Lightning Network (LN) payment channels are anchored on the blockchain by their owners cooperatively creating a 2-of-2 multisig address and sending funds to it. The funding usually comes from one party, but one channel owner can for example pay the other channel owner with the funding transaction by allocating the payment amount to them in the channel's initial balances. The channel anchor then remains unchanged on the blockchain until the payment channel is closed.

Payments on the LN are subsequently performed by the channel owners renegotiating their balance shares of the anchor's funds. Thus, as long as all payments are processed on LN, no on-chain action is required. When one of the two parties wants to use funds from the channel to send an on-chain transaction there are three possibilities:

  1. Close: closing the channel and using the funds on-chain
  2. Splice-out: cooperatively sending part of the funds out of the channel and re-committing the rest of the funds to a new channel with each other
  3. Loop-out/submarine swap: paying a third party via LN to make an on-chain payment on their behalf

Lightning Network payment channels will need to be closed and settled on the blockchain if and only if the channel has become exhausted (i.e. one party owns all the funds in the channel) and there is no way to re-balance the funds through an alternative route of payment channels.

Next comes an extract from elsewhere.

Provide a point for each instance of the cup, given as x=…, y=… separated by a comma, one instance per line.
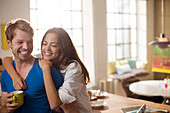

In your example it is possible that there exists a network (or route) of payment channels that enables Nathan to send the the 0.2 BTC to an exchange through the Lightning Network.

  • ... more reasons when one would want to close the channel. For example, if someone tries to cheat then they get punished by the other party taking the funds that they have committed to the channel. That’s also settled on the blockchain. – Aleksandr Levchuk Jan 7 '18 at 22:37

Confirmations (i.e. when the miners solve the block containing your bitcoin transaction on the blockchain) are needed to open and close LN channels. I’d still wait for about 6 confirmations before starting to use a channel.

Once the channel is open you can send or receive as many LN payments as you want within the channel’s capacity, avoiding bitcoin fees, and no need for confirmations. If you trust the LN as a technology (as you trust the Bitcoin blockchain) then the Bitcoin you receive in LN is just as good as Bitcoin on the blockchain because you trust that you can always close the channel and get the same payment settled on chain. In other words, Bitcoins on the Lightning Network are 100% backed by the blockchain.

Channel can be kept open forever to avoid paying the chain fee for closing.